A Quiet Corner
March 18, 2024
Ajaan Suwat used to call this our “quiet corner.” We’re literally at the end of the road, with very little traffic coming our way. It’s a good place for physical seclusion. Of course, you want to develop mental seclusion as well, because even if you stay here for a long time, you can’t totally depend on things being quiet all the time. The world outside has its way of impinging on us. But if you can find some mental seclusion inside, then you can take that wherever you go. In other words, you know you have some defilements inside, but you don’t get involved with them. You learn how to separate yourself out.
This is an important part of wisdom: seeing these things as separate. They may appear in your mind, but you don’t have to get yourself entangled. Our problem is that whatever appears in the mind we gobble right down. Like a little child crawling across the floor. Everything he comes across he sticks in his mouth. No wonder we have mental stomach ache. We take things in and then we realize they’re not good. Sometimes we think, “Well that’s just the way it is. That’s the way food is.” And we keep on eating that kind of food.
But you can give yourself something better to feed on. Feed on the breath. Feed on the sense of well-being that you can create from the breath. Learn how to hold on here. That makes it easier to let go of other things. If you’re just told to let go, let go, let go but don’t have something good to hold on to, you’re going to turn around and start holding on to whatever comes past. So hold on to the breath; hold on to your sense of the body as you feel it from within. This allows you to separate yourself out from sights, sounds, smells, tastes, tactile sensations.
This is why the Buddha said that you want to have mindfulness immersed in the body as your post. Then you tie the senses to that post in the same way that you would tie animals to leashes and tie the leashes to a post. So no matter how far things will pull you in the other direction, the post is strong, and the animals end up lying right down next to the post.
In other words, you see things, you hear things—it’s not that you’re blind or deaf—but you don’t let them make inroads in the mind, and you don’t send your mind out after them. They’re there. You deal with them as you have to. But have a sense of being separate. Your awareness is one thing. The things of which you’re aware are something else. When you can have that attitude, then you can go through the world a lot more safely.
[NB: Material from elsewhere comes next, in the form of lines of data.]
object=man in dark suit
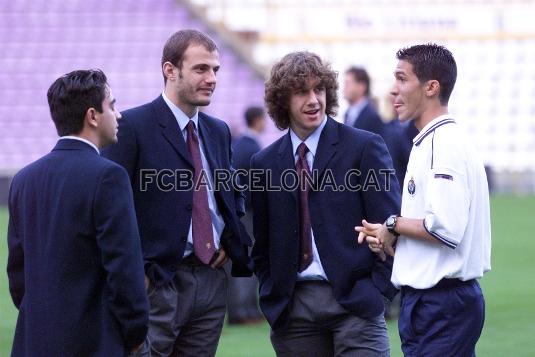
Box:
[343,66,386,138]
[7,69,149,357]
[103,29,252,357]
[226,106,266,324]
[252,52,400,356]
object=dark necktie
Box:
[186,120,215,264]
[296,142,312,272]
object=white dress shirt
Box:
[289,116,329,281]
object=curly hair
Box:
[265,51,338,130]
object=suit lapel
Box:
[312,117,339,177]
[277,132,298,203]
[152,96,193,167]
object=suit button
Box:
[185,204,192,211]
[181,236,187,242]
[293,229,298,235]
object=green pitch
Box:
[1,195,534,356]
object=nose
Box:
[306,90,319,104]
[205,69,217,84]
[390,82,399,97]
[115,109,122,120]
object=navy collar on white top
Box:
[413,114,456,146]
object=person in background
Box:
[226,106,266,325]
[343,66,385,138]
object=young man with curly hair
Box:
[251,51,401,356]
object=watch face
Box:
[386,216,395,226]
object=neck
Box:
[73,132,102,149]
[414,105,449,131]
[164,87,197,118]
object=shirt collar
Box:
[59,136,99,154]
[413,114,456,146]
[162,91,199,131]
[289,115,328,158]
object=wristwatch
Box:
[385,214,400,237]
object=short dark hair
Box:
[47,69,108,137]
[345,66,370,96]
[396,43,457,105]
[265,51,338,130]
[244,106,264,128]
[161,29,218,83]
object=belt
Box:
[434,278,475,289]
[402,278,475,293]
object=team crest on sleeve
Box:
[407,176,416,196]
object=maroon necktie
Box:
[296,142,312,272]
[186,120,215,264]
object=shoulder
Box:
[338,120,383,147]
[121,101,154,121]
[199,111,230,133]
[430,122,471,170]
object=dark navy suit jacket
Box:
[102,95,252,285]
[7,139,148,356]
[251,117,400,330]
[350,102,386,138]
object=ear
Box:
[425,80,440,99]
[163,61,177,82]
[84,107,99,129]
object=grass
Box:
[1,195,535,356]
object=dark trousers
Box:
[399,279,485,357]
[270,281,390,357]
[146,261,228,357]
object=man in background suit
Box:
[7,69,148,357]
[343,66,385,138]
[103,29,252,357]
[252,51,400,356]
[226,106,266,325]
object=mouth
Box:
[198,88,214,95]
[303,108,320,116]
[393,103,403,111]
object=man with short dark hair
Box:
[253,51,400,356]
[103,29,252,356]
[7,69,148,357]
[344,66,385,137]
[357,43,491,356]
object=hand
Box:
[144,275,150,289]
[355,219,397,258]
[355,223,386,261]
[130,341,144,354]
[210,248,228,269]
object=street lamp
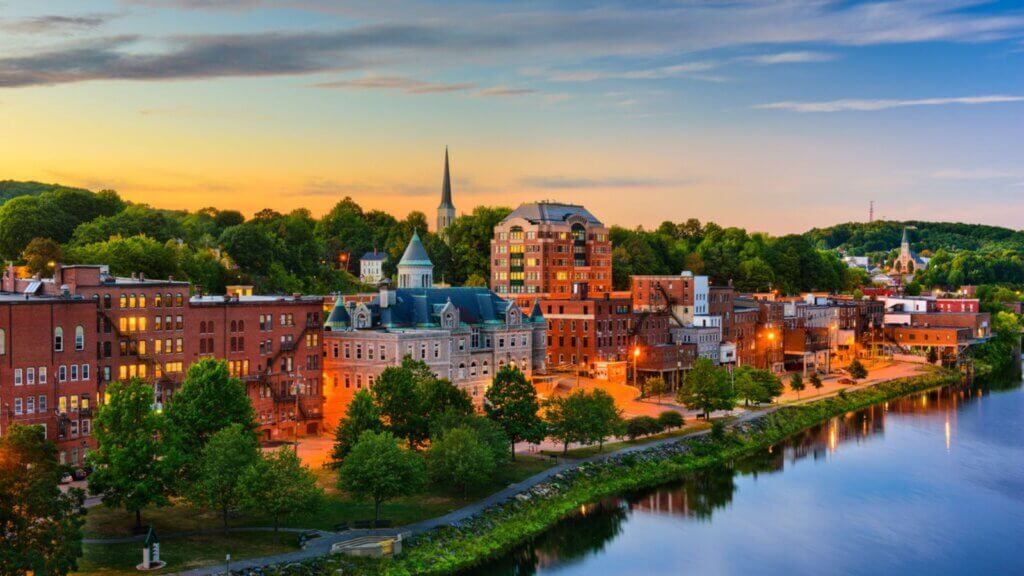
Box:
[632,345,641,392]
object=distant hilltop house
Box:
[359,251,387,285]
[892,226,929,278]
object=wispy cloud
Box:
[520,176,681,189]
[315,75,476,94]
[1,14,113,34]
[755,95,1024,113]
[535,62,720,83]
[474,86,538,97]
[742,51,837,65]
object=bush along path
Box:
[180,369,961,576]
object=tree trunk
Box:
[135,508,142,530]
[563,441,568,455]
[223,504,229,535]
[510,439,516,461]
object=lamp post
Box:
[632,345,641,392]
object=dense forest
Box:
[0,180,1019,295]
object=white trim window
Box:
[39,367,47,384]
[14,398,23,415]
[14,368,23,386]
[81,364,90,381]
[27,367,35,386]
[70,364,79,382]
[59,365,67,382]
[54,327,64,352]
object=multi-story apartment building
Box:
[630,271,708,324]
[2,263,326,441]
[671,325,721,363]
[490,202,612,296]
[0,294,97,467]
[188,293,325,441]
[709,285,737,340]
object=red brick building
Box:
[491,202,612,297]
[709,285,737,341]
[935,298,980,313]
[2,264,326,442]
[188,294,325,440]
[0,294,98,467]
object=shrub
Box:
[657,410,684,430]
[625,416,663,440]
[710,420,726,442]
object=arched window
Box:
[129,294,137,308]
[119,294,127,308]
[54,327,64,351]
[165,293,172,307]
[482,360,490,375]
[470,361,477,377]
[139,294,147,308]
[103,294,111,309]
[74,326,85,350]
[200,321,207,333]
[175,293,183,307]
[230,320,237,333]
[458,363,466,379]
[154,293,162,307]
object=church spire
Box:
[439,147,454,210]
[436,147,456,234]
After all, you can’t take this quiet corner with you when you go. But you can take the skills that you develop inside. Those you can learn how to master not only while you’re sitting here with your eyes closed or doing walking meditation, but all throughout the day—centered right here, with a slight sense of being separate. You don’t have to gobble down the things that come your way.
Then you can experience things, as the Buddha said, disjoined from them. They’re there but they’re not going to lean on you. They’re not going to weigh you down. That way, you can have seclusion even in the midst of a lot of people, even in the midst of a lot of noise. You still have your quiet corner inside.